The full blood count is the most commonly ordered blood test in Australian pathology. It measures the three main cell types in your blood: red blood cells, white blood cells, and platelets. Each has a distinct function, and changes in their numbers or characteristics can signal a range of conditions.
Red blood cells carry oxygen from your lungs to every tissue in the body. The FBC measures not just how many you have, but their size (MCV), haemoglobin content (MCH), and how much variation exists between them (RDW). These details help distinguish between different types of anaemia. Small, pale cells often point toward iron deficiency or thalassaemia trait. Large cells may suggest B12 or folate deficiency. Haemoglobin, the oxygen-carrying protein inside red cells, is one of the most clinically useful values on the report.
White blood cells are your immune system's front line. The FBC breaks them into subtypes: neutrophils (bacterial defence), lymphocytes (viral immunity), monocytes, eosinophils (allergy and parasites), and basophils. Shifts in these subsets give your practitioner clues about infection, inflammation, allergy, and in rarer cases, haematological conditions.
Platelets are the cells responsible for blood clotting. Too few can increase bleeding risk; too many may indicate inflammation or a bone marrow condition. The FBC reports platelet count alongside the mean platelet volume (MPV), which provides additional context.
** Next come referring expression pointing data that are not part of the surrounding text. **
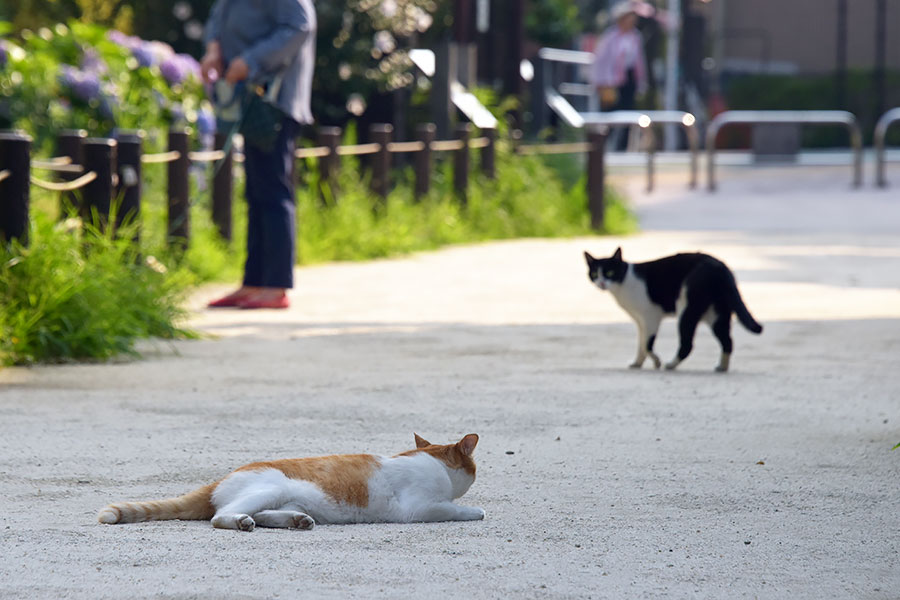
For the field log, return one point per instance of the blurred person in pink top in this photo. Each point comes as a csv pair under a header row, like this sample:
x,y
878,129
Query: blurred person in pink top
x,y
619,71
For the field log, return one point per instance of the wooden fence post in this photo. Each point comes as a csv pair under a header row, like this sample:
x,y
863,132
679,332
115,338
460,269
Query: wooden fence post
x,y
223,189
130,182
99,157
330,137
596,174
461,161
380,133
179,189
425,133
488,153
15,175
70,143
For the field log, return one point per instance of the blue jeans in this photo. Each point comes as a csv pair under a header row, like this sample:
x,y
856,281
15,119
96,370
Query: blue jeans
x,y
271,211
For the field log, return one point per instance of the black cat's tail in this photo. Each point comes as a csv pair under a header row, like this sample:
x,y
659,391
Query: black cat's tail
x,y
740,309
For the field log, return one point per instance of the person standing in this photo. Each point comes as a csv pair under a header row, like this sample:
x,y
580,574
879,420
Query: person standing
x,y
259,43
619,70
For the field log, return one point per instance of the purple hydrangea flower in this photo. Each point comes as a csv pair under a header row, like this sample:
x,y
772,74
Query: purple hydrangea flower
x,y
206,122
173,69
143,55
177,112
84,85
91,62
190,65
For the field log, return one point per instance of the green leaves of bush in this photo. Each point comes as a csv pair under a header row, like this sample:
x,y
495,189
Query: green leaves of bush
x,y
74,296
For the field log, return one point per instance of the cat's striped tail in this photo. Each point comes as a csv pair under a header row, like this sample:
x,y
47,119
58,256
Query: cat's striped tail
x,y
743,315
194,506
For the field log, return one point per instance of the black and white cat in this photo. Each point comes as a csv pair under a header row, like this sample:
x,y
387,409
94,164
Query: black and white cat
x,y
694,287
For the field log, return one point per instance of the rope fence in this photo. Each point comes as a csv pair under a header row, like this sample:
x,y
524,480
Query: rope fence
x,y
106,171
68,186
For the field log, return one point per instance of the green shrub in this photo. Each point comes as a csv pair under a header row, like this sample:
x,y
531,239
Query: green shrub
x,y
75,296
813,92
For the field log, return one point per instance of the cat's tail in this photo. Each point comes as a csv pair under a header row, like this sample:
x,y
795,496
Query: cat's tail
x,y
194,506
743,315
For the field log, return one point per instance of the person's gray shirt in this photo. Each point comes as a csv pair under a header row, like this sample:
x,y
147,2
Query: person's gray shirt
x,y
273,37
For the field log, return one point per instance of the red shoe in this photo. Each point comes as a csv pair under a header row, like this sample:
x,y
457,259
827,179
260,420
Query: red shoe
x,y
252,303
232,300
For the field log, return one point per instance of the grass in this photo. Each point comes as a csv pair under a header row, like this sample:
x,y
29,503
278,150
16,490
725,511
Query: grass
x,y
78,294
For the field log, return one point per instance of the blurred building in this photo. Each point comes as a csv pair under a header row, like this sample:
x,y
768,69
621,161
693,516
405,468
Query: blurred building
x,y
802,36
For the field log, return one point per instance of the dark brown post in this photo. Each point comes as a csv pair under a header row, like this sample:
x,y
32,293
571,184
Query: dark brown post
x,y
425,133
99,157
129,189
223,189
70,143
330,137
178,188
596,137
487,153
461,161
15,157
380,133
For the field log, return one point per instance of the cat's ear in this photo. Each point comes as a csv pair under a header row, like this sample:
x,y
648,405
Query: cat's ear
x,y
467,444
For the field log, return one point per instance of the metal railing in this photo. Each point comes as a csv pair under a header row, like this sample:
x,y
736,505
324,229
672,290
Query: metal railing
x,y
891,116
793,117
656,117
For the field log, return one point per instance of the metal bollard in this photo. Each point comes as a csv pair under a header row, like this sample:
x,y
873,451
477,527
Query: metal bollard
x,y
130,187
15,163
99,157
488,153
223,189
380,133
596,175
70,143
461,161
425,133
179,189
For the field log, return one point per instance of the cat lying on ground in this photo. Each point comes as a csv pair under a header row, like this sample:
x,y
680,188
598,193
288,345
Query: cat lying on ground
x,y
416,485
694,287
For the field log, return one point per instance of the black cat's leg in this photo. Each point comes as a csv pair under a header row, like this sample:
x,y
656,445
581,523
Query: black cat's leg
x,y
687,326
642,346
722,330
650,333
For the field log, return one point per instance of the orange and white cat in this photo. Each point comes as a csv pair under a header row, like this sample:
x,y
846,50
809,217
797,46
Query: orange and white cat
x,y
416,485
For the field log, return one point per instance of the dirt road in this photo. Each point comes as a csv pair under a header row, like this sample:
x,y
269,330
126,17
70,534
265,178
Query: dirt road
x,y
775,480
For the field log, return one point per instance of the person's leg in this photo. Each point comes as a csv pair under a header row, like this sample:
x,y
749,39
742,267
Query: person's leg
x,y
271,206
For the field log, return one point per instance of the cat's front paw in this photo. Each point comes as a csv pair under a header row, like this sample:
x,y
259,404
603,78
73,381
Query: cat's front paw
x,y
301,521
239,522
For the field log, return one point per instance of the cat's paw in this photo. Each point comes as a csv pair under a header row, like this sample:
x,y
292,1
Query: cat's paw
x,y
245,522
301,521
239,522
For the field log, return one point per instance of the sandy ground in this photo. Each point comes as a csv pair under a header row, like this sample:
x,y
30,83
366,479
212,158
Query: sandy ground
x,y
775,480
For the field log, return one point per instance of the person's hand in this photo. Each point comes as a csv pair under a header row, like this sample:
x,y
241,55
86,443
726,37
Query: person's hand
x,y
237,71
211,65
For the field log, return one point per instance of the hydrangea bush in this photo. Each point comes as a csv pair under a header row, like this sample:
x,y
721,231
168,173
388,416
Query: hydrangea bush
x,y
86,77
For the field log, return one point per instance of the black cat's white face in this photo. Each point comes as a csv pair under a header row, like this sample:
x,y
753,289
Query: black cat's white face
x,y
604,272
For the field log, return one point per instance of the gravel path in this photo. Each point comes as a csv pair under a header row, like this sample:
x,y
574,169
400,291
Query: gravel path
x,y
775,480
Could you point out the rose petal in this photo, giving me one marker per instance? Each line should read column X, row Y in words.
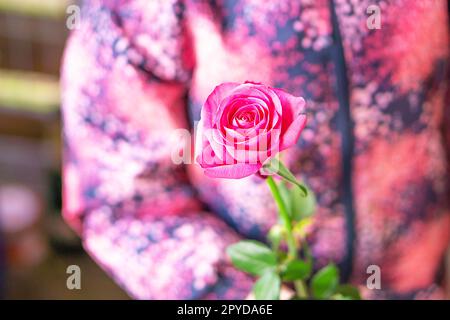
column 211, row 106
column 292, row 133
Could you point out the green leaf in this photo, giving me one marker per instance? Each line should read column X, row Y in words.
column 297, row 269
column 325, row 282
column 267, row 287
column 276, row 166
column 252, row 256
column 285, row 196
column 348, row 292
column 302, row 206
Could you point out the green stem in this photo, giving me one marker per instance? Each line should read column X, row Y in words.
column 284, row 215
column 301, row 289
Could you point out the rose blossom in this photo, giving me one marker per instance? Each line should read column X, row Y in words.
column 243, row 125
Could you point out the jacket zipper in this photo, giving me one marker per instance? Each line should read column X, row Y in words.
column 345, row 126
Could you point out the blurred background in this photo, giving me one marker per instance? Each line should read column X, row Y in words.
column 37, row 246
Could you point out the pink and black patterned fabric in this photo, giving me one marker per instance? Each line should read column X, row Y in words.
column 374, row 149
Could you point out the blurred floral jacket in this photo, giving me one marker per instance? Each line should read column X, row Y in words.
column 373, row 151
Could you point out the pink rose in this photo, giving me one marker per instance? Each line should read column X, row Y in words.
column 243, row 125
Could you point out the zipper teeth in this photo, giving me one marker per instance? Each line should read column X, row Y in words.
column 345, row 126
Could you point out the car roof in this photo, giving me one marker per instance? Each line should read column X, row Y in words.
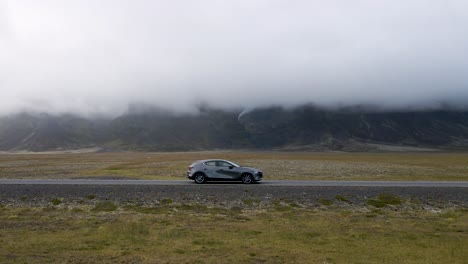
column 214, row 160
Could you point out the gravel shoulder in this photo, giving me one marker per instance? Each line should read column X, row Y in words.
column 229, row 195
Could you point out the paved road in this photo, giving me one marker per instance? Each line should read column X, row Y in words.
column 428, row 184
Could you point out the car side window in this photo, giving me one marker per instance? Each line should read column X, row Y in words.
column 222, row 164
column 210, row 163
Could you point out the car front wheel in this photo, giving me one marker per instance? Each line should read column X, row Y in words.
column 247, row 178
column 199, row 178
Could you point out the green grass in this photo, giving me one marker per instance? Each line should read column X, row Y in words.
column 384, row 200
column 200, row 234
column 438, row 166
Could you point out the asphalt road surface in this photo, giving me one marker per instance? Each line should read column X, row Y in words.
column 434, row 184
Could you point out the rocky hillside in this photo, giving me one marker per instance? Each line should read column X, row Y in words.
column 303, row 128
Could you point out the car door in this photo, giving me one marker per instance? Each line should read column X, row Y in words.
column 210, row 169
column 226, row 170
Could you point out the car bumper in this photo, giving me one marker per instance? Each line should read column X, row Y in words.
column 189, row 175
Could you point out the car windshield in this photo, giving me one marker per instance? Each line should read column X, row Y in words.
column 235, row 165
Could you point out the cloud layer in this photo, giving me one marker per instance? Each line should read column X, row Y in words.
column 91, row 57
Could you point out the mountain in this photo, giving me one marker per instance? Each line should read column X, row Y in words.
column 302, row 128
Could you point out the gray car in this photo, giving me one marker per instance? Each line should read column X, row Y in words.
column 222, row 170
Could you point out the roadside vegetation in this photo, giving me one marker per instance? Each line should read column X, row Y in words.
column 193, row 233
column 443, row 166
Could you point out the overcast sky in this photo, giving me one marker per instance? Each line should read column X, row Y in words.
column 89, row 56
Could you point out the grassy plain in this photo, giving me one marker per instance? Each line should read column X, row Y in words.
column 276, row 165
column 172, row 233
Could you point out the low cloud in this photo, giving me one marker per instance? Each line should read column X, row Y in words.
column 98, row 57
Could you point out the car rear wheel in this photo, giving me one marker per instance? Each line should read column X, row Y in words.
column 199, row 178
column 247, row 178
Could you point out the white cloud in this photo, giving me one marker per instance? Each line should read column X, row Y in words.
column 99, row 56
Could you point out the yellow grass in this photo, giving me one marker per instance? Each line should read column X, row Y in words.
column 197, row 234
column 276, row 165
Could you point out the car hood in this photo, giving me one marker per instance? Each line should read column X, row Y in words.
column 250, row 169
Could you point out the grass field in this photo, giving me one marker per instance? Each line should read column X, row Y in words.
column 171, row 233
column 276, row 165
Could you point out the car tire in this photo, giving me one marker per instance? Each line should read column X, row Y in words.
column 247, row 178
column 199, row 178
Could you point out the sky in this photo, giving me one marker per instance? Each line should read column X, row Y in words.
column 97, row 57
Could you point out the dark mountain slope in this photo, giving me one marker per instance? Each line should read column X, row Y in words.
column 268, row 128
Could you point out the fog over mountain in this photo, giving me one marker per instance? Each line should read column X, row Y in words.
column 97, row 57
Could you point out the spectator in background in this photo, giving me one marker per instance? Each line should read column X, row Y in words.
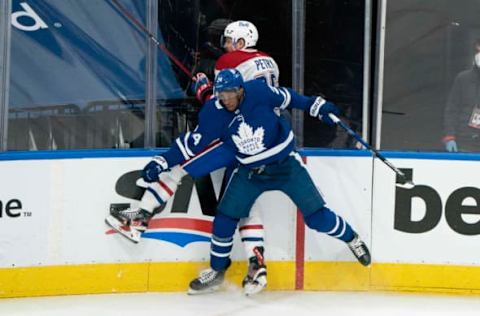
column 462, row 111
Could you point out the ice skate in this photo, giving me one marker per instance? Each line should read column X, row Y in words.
column 209, row 281
column 360, row 250
column 256, row 279
column 130, row 223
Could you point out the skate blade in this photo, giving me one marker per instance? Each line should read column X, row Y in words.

Because the FBC captures so many parameters in a single test, it is used across nearly every branch of medicine. GPs use it for routine health checks, pre-operative assessments, fatigue investigations, infection workups, and monitoring the effects of medications on blood cell production. Results are always interpreted in context, and abnormalities on an FBC often prompt targeted follow-up testing.
To screen for anaemia, infection, immune disorders, and haematological conditions; to assess blood health as part of a routine health check; and to monitor the effects of medications or chronic illness on blood cell production.